Feature Story

Ocean View

Joe Leatherman

My parents divorced when I was a year old and by the time I was eight, I had become quite a handful for my single mother.  So in 1964 I was shipped off to Norfolk from Cleveland Ohio on a Greyhound bus, to live with the father I had never known.  I was terrified and didn’t know what to expect.  Turned out the old man worked at OV Amusement Park, our first stop after picking me up at the bus station.  He took me around the whole park and introduced me to everyone.  Dad worked at various games part-time after his day job at the shipyard, and my Grandmother, who had been employed there since 1948, sold tickets at different rides, and in later years worked at the Snakes Alive and petting zoo attractions.  We lived a block away on Portview Ave for about 10 years, in a small four room cottage behind the Rosele Theater and next to the Golden Furniture store (this building later housed a gameroom/hippie hangout called the Golden Palace.

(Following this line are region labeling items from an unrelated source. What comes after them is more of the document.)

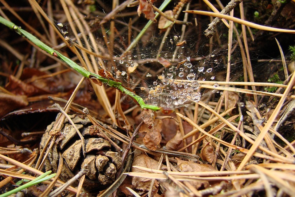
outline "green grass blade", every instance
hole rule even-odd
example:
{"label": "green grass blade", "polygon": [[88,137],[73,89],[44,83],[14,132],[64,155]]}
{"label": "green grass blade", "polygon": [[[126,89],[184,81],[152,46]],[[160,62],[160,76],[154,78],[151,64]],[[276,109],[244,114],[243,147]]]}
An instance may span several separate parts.
{"label": "green grass blade", "polygon": [[[168,1],[170,2],[170,1],[171,0],[165,0],[165,2]],[[117,88],[123,93],[133,98],[137,102],[142,108],[150,109],[154,111],[157,111],[161,109],[160,107],[157,106],[146,104],[142,98],[136,95],[134,92],[126,89],[121,82],[104,78],[98,74],[92,73],[85,70],[58,51],[45,45],[27,31],[16,26],[14,23],[7,21],[1,16],[0,16],[0,23],[14,30],[17,33],[26,38],[40,48],[65,62],[84,76],[87,78],[90,77],[96,78],[104,84]]]}
{"label": "green grass blade", "polygon": [[[19,191],[28,188],[31,186],[35,185],[40,183],[42,183],[45,181],[50,179],[51,178],[53,178],[55,176],[55,175],[56,175],[56,173],[55,173],[49,175],[51,173],[51,171],[46,172],[42,175],[40,175],[33,180],[28,182],[26,184],[20,186],[14,189],[9,191],[8,191],[4,194],[0,195],[0,197],[6,197],[13,194],[15,194]],[[47,176],[47,175],[48,175],[48,176]]]}

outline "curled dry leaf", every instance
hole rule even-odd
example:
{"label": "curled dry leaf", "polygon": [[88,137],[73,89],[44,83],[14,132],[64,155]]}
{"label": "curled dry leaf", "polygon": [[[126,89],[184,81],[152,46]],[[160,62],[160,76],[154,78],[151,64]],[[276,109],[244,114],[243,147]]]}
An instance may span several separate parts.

I was quickly accepted by the close knit group of park employees, and was a member of the park family.  During the summer I had the run of the place for twelve hours a day.  All the employees knew me, and I had a nice little business operation going, running change to the ticket booths and doing errands for the help, in exchange for tips and free rides.  My base of operations was the work shop at the penny arcade.  In exchange for keeping the glass on the pinball machines clean and the arcade free of trash, the technician, Clifton Reed, would pop off 10 or 20 games on my favorite machine.  He’d let me hang out in his shop, and nap on his well worn couch when I felt the need.  I’d watch “Reed” as he repaired the machines, amazed at his skills, which I’m sure was a big part in my developing an interest in electronics, a field I’ve been employed in for 26 years. 

knew which machines had coin returns that had a tendency to hang up, and with a quick flick of my metal nail file, the jammed dime would roll out.  On a real busy weekend, the coins would sometimes back up behind each other and it was like hitting a jack pot on a slot machine.  Do you remember the peep show movies they had in the back of the arcade?  My first glimpse of a naked woman came from a two frame scrap of 8mm film found on the work shop floor.  Not much I know, but when you are 8 or 9, it doesn’t take much.

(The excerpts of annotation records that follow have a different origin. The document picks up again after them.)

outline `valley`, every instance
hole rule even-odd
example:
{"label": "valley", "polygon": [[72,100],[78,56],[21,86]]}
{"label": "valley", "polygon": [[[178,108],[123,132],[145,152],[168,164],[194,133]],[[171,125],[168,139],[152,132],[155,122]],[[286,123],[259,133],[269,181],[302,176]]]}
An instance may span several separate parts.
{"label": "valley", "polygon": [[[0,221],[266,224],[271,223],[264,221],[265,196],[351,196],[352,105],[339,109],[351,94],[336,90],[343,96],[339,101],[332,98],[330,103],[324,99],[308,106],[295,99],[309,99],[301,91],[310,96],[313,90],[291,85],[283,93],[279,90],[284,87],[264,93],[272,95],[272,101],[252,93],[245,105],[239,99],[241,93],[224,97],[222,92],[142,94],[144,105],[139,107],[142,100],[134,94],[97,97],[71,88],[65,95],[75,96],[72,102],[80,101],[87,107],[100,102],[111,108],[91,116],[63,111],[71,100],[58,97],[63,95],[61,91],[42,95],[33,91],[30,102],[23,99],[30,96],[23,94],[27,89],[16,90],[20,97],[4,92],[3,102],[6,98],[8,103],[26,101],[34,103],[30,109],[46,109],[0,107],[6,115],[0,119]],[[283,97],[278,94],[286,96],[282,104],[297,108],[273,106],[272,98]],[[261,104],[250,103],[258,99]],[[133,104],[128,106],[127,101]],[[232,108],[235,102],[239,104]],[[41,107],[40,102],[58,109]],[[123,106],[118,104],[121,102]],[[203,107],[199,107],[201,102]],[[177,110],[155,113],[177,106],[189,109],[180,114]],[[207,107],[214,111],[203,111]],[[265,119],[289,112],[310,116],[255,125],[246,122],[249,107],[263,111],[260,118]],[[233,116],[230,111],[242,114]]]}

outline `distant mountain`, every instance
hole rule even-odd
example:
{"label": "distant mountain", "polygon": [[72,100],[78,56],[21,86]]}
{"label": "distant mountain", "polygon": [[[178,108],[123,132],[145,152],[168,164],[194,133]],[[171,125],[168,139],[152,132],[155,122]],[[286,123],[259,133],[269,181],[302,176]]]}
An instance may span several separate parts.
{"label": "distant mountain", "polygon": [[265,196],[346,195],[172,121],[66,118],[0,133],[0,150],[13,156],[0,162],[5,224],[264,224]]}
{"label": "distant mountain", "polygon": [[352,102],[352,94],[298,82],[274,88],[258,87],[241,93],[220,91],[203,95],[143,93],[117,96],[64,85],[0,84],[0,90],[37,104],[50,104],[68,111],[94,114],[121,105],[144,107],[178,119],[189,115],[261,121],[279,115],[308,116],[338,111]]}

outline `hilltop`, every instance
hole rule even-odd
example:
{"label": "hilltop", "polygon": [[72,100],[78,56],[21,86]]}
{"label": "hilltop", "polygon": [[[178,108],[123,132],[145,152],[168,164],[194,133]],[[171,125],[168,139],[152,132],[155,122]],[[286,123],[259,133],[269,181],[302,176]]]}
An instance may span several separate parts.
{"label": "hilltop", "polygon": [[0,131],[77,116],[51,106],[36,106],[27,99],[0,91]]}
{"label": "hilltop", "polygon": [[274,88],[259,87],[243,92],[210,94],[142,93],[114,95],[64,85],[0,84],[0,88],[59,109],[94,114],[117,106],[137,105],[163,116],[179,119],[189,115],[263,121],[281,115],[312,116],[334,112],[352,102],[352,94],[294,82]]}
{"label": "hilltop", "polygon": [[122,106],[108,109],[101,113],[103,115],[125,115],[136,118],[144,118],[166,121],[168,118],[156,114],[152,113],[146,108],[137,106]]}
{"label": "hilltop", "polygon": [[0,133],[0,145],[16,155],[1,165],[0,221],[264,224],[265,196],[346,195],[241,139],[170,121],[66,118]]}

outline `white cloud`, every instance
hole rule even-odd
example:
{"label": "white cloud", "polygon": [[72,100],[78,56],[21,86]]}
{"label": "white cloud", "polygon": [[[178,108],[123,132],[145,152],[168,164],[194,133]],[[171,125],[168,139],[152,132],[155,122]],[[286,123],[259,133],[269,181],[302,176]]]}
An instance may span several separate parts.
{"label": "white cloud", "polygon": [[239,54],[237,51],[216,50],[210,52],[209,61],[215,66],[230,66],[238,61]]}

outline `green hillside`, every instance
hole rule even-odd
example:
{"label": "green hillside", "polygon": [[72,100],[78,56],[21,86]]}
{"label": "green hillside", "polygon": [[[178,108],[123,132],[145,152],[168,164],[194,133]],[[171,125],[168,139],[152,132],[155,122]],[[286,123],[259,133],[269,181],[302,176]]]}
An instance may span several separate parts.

My favorite ride was the Tunnel of Fun (Old Mill).  I can still recall with great detail the sounds of the boat hitting the walls as it went through, and the dank and musty smell of the dark tunnel.  I never did get the chance to go through with a girl though.  My best friend Harvey Lamm (who lived on Seaview Ave) and I, would sometimes get out of the boat and walk along the narrow ledge.  One time I slipped and fell in the water and couldn’t catch up to the boat.  I came wading out of the tunnel, expecting to get royally chewed out by the operator, who I knew well.  He looked at me and just started laughing.  Word did eventually get back to my Grandmother, and I was banished from the park for a week.  Sheer torture!  On a sadder note, some years later, Harvey, then a park employee, was thrown from the roller coaster and killed. Always the show off, he had been standing up, and lost his balance on the way down the second hill.

I worked at the park officially when I turned 16.  y first job was manning the pooper scooper at the petting zoo.  Later I worked at the main restaurant by the front gate (Sip & Bite) and also spent many hours as the scissor person in the bargain Day Booth, cutting off the excess string after the wrist bands were put on.  I was hoping to attend the auction when they sold off items from the park, but I had just started a new job and couldn’t get off.  I was cited for trespassing shortly after it’s closing when, while feeling no pain,  climbed the fence I climbed the fence late one Saturday night in search of something, anything to remember her by.  I was in possession of a ride sign from the Trabant that I pulled off a fence, and a few drink cups with the OV logo that were blowing down the boardwalk, when I was confronted by the night watchman and his dog.  I told him my story but he was a real hard nose, (as was the dog) and they turned me over to the city police.  I was able to go back and retrieve a board from the roller coaster that I had thrown over the fence earlier, but after years of cutting off pieces for friends, it was accidentally trashed during a move.

I have acquired about 50 postcards and a few trinkets related to the old gal thanks to eBay.  I sure miss the place, to tears sometimes, and have developed a new passion for the area since learning of it’s splendid past through the postcards.  If I had to pick one memory of OV as my favorite, it would be lying in my bed and listening to the sounds of the park.  The clikitty clack of the coaster’s lift chain, people screaming on the way down the first hill, and top 40 hits blaring from the dance hall’s outside speaker, which came pouring through my bedroom window every evening.

Joe Leatherman is the vice-chair of the Board of Directors of the Ocean View Station Museum and our expert on the Ocean View Amusement Park.